Respecting Civil Rights and Liberties
The discretion of federal agents is also aimed at respecting the civil rights and liberties of non-citizens.
It specifies that race, religion, gender, sexual orientation or gender identity, national origin, or political associations will never be factors in the decision to take enforcement actions.
The Supreme Court has rejected a challenge from Texas and Louisiana, both governed by Republicans, who claimed that the federal government had violated immigration law and demanded the detention and deportation of all undocumented immigrants. The court ruled 8 to 1 that states do not have the power to challenge federal immigration decisions. Following the ruling, the deportation priorities implemented in September 2022 will take full effect. The Department of Homeland Security released a deportation priority guide, highlighting that being undocumented is not grounds for immediate deportation, but federal immigration agents have broad discretion to detain, arrest, and expel undocumented immigrants. These deportation priorities were established by President Biden in February 2021 and were part of a reversal of former President Trump’s ‘zero tolerance’ policy. Additionally, the terminology used to refer to undocumented immigrants has changed, with President Biden calling them “non-citizens.” The deportation priorities include threats to national security, public safety, and border security. The Mayorkas memo also states that a non-citizen becomes a threat to border security if they were detained at the border or port of entry while trying to enter illegally or if they were detained in the United States after November 1, 2020. While being undocumented is not an immediate or sole cause for removal, federal immigration agents have prosecutorial discretion in deportation cases. The memo recognizes that there are approximately 11 million undocumented or removable people in the United States, and emphasizes that many have been contributing members of their communities for years.
What are the deportation priorities implemented by President Biden in February 2021, and how are they different from the “zero tolerance” policy implemented by former President Trump?
In February 2021, President Biden implemented new deportation priorities that aimed to focus on targeting individuals who pose a national security threat, have recently crossed the border unlawfully, or have committed certain crimes within the United States. These priorities were outlined in a memo issued by the Department of Homeland Security.
The key differences between President Biden’s deportation priorities and former President Trump’s “zero tolerance” policy include:
1. Prioritization: Under the “zero tolerance” policy, all individuals who crossed the border unlawfully were subject to criminal prosecution, which often resulted in the separation of families. In contrast, President Biden’s priorities focus on individuals who pose security threats, recent border crossers, and those with criminal records or pending charges.
2. Family Separation: Former President Trump’s “zero tolerance” policy led to the separation of families as parents were prosecuted for illegal border crossings. President Biden, on the other hand, set forth a goal of reducing family separations by prioritizing alternatives to detention and exploring ways to address the needs of families seeking asylum.

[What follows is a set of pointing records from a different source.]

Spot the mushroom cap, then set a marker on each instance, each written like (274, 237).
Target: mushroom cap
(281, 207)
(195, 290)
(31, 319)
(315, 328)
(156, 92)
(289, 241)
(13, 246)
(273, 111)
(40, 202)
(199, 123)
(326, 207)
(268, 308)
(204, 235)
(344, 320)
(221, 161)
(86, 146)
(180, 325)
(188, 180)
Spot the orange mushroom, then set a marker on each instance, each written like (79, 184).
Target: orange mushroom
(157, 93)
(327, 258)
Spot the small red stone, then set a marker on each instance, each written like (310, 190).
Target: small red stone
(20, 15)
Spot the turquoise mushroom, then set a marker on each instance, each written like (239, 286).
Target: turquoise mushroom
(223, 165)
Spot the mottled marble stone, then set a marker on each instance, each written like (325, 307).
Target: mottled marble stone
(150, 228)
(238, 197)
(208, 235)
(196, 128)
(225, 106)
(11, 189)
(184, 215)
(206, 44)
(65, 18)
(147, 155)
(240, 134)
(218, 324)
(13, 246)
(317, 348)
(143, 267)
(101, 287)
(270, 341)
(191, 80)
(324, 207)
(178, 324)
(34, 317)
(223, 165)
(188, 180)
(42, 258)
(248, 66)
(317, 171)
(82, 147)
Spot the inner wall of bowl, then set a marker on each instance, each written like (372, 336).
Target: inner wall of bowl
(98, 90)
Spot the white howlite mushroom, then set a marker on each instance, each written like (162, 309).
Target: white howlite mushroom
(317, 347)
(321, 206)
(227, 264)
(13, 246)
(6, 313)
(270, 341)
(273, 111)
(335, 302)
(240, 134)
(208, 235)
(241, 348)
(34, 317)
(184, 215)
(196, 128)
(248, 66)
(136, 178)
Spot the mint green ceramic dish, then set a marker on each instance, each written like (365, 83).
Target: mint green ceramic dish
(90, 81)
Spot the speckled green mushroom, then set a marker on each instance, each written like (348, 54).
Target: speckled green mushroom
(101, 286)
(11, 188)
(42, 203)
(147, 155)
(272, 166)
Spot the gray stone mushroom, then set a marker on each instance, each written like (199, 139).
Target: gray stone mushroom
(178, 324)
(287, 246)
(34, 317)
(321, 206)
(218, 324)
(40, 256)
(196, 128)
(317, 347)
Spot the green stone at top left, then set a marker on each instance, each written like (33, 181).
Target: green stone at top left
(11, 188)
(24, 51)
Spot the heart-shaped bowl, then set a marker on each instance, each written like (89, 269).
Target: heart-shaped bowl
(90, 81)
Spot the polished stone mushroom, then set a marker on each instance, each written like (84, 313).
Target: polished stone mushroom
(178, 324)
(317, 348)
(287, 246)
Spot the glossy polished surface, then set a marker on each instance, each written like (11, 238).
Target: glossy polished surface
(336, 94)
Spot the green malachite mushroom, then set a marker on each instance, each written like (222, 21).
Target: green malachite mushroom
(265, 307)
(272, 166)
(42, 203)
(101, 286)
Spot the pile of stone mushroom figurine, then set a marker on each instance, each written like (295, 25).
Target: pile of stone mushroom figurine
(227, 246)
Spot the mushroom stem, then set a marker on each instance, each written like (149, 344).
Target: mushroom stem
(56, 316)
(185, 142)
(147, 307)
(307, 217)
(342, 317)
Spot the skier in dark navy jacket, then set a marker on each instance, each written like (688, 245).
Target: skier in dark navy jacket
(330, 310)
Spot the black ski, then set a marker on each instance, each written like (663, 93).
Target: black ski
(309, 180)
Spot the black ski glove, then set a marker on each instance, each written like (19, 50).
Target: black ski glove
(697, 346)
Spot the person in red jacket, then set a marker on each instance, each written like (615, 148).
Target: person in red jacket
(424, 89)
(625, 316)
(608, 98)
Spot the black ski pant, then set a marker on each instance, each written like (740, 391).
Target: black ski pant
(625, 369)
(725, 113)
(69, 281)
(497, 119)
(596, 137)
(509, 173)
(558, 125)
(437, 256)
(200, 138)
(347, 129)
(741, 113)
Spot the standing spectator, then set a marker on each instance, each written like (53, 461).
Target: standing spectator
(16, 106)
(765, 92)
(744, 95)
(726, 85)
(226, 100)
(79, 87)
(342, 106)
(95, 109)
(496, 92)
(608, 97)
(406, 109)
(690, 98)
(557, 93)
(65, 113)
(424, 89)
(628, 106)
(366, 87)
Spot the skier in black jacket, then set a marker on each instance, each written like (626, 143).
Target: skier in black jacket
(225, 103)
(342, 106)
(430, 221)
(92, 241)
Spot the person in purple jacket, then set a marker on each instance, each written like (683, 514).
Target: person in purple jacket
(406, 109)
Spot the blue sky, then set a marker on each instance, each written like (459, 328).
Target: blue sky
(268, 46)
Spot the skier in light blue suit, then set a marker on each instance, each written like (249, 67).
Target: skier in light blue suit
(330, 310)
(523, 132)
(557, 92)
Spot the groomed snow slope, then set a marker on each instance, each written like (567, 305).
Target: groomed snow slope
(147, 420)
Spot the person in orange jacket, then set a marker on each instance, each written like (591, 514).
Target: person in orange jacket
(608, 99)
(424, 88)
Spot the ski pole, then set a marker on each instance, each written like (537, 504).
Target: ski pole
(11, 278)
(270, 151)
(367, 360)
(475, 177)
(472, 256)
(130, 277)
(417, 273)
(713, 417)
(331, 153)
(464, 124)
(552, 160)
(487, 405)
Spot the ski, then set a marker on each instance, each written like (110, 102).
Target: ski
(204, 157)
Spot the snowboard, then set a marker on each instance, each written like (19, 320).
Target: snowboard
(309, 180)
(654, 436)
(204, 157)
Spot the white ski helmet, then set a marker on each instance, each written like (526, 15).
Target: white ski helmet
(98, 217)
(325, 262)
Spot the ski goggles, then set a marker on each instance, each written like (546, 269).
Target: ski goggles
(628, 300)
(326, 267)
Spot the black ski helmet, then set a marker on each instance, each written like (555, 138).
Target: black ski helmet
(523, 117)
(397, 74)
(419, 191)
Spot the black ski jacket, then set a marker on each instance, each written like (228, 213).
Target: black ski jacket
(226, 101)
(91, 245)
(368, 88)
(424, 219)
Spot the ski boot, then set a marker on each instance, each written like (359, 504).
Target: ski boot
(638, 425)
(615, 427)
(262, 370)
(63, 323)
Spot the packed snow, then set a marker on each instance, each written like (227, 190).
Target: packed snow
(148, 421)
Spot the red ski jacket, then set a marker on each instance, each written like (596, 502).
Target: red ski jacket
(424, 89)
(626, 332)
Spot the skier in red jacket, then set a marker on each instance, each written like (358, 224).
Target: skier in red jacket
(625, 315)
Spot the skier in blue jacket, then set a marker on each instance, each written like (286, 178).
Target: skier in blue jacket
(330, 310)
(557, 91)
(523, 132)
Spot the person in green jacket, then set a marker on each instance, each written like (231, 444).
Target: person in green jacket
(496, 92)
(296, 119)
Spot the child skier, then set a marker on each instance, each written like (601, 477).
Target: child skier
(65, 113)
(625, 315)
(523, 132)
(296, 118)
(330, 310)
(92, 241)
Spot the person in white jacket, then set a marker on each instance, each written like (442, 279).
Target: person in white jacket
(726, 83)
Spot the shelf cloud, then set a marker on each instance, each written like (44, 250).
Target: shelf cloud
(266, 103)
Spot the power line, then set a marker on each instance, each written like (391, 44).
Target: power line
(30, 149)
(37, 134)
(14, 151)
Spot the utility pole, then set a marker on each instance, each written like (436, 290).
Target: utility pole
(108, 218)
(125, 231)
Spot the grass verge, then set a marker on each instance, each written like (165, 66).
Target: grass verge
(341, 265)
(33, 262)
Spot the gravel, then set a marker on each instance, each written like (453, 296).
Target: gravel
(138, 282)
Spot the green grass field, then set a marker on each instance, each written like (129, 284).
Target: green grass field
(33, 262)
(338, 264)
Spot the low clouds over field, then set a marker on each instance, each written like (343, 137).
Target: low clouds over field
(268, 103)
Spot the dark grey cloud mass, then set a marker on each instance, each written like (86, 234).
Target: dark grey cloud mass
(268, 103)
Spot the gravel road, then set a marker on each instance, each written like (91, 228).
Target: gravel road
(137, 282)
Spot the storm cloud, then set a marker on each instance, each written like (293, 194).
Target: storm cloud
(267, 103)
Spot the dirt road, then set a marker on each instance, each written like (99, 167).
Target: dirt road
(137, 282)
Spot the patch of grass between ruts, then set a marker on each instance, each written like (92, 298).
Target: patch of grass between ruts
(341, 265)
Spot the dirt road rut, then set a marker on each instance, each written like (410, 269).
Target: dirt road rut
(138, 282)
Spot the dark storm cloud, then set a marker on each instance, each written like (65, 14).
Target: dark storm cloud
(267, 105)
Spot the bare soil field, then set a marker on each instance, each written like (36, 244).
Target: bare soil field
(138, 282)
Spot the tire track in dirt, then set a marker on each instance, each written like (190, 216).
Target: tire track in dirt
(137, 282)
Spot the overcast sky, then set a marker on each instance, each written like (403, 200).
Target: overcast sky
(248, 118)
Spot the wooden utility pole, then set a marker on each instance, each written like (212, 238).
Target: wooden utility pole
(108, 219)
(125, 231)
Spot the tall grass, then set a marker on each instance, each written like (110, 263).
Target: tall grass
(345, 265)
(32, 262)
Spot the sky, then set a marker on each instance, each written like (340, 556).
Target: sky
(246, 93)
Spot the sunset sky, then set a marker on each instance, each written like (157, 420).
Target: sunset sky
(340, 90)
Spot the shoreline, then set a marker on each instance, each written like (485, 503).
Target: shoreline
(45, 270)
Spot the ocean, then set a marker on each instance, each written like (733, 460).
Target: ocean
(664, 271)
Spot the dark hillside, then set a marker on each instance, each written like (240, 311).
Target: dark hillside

3. Discretion for ICE Enforcement: President Biden’s memo instructed Immigration and Customs Enforcement (ICE) to exercise enforcement discretion by considering factors like length of residence in the United States, family ties, employment, and humanitarian reasons when deciding whether to initiate removal proceedings. The “zero tolerance” policy during the Trump administration did not provide such discretion.
Overall, President Biden’s deportation priorities aim to target individuals with serious criminal records and national security threats while avoiding a blanket enforcement approach that criminalizes all unauthorized border crossings. The focus has shifted toward more targeted enforcement and a prioritization of cases based on public safety considerations.